RTAs have spread exponentially around the world. Almost all countries are now participating in at least one ATR, and about 300 bilateral and multi-lateral ATRs are now in force.4 A series of events – the failure to launch a round of multilateral trade negotiations in Seattle in 1999, their ephemeral resumption after the Doha ministerial meeting in 2001 and an impulsive collapse in Cancun in 2003 – have sparked renewed enthusiasm for preferential regimes. The overall trend towards regionalism tends to penalize African countries. Regionalism has created “hub and spoke” trade relations between countries, with large economies being the “hub” and small “rays”. Persistent competitive regionalism (or “additive”) further strengthens these relationships, which tend to benefit disproportionately from the shelves (World Bank, 2004) due to different rules of origin, product exclusions, non-commercial emissions and diversion of trade and investment. Because their economies are small, African countries have always been the language expressions in their trade relations with industrialized countries, particularly in Western Europe.
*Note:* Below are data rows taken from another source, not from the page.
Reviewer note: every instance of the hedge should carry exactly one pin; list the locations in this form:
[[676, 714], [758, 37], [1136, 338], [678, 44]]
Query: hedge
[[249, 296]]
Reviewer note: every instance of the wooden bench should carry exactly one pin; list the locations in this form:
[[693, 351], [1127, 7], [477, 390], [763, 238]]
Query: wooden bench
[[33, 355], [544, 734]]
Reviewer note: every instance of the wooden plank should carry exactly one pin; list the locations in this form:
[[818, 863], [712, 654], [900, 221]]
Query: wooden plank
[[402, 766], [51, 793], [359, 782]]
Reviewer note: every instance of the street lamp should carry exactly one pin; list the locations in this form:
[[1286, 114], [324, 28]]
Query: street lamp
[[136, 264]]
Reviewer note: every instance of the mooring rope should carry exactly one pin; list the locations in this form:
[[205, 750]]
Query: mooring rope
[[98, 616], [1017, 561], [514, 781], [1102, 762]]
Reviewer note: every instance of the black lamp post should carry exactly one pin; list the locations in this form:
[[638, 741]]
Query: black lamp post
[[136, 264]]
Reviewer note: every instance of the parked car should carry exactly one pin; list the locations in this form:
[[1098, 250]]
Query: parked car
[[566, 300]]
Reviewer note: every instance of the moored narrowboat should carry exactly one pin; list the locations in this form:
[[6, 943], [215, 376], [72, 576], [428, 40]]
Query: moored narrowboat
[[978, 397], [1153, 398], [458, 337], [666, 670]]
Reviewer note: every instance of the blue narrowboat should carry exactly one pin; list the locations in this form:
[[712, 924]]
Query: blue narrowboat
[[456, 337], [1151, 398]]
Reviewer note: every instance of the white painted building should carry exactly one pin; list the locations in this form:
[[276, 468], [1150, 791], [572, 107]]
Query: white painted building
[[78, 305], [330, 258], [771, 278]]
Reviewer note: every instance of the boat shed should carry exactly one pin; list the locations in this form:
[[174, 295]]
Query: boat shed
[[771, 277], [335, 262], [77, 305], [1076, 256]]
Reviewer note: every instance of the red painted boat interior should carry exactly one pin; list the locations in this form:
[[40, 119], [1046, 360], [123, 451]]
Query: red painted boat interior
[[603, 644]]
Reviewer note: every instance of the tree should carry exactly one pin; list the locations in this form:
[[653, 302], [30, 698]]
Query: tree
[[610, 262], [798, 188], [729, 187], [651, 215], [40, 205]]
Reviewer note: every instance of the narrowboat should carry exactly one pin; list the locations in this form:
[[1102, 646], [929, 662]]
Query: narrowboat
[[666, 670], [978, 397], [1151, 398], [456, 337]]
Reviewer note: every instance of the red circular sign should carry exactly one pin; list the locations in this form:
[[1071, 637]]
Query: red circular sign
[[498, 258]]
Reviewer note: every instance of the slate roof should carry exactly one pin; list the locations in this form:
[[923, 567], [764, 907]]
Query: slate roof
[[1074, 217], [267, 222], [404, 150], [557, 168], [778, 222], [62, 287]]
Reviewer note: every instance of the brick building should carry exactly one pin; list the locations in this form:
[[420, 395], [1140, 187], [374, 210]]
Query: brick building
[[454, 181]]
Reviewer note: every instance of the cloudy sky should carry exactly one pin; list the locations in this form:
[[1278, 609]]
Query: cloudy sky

The same World Bank study shows that if all developing countries signed a bilateral free trade agreement (only for trade in goods) with all major platforms – the Quad (Canada, the EU, Japan and the United States) and Australia and New Zealand – sub-Saharan Africa would lose more than $3 billion in 2015 (at 2001 prices) or 0.7% of the region`s income (1.2 per cent for non-SACU countries). In fact, African countries are likely to lose even more in such a race for bilateralism. First, at this stage, not all major economies want to set up ATRs with Africa (at least not if agriculture is included and/or if anti-dumping is on the agenda). Second, while Africa can establish ATRs with all major economies, it is not the same as multilateral free trade. Rules of origin can be used to restrict market access (Krueger 1999a; Flatters 2002). Finally, small African countries would face enormous capacity constraints if they tried to negotiate and implement several ATRs.

On the other hand, hubs can essentially replicate the rules of origin every time they negotiate a new RTA and have access to all shelf markets.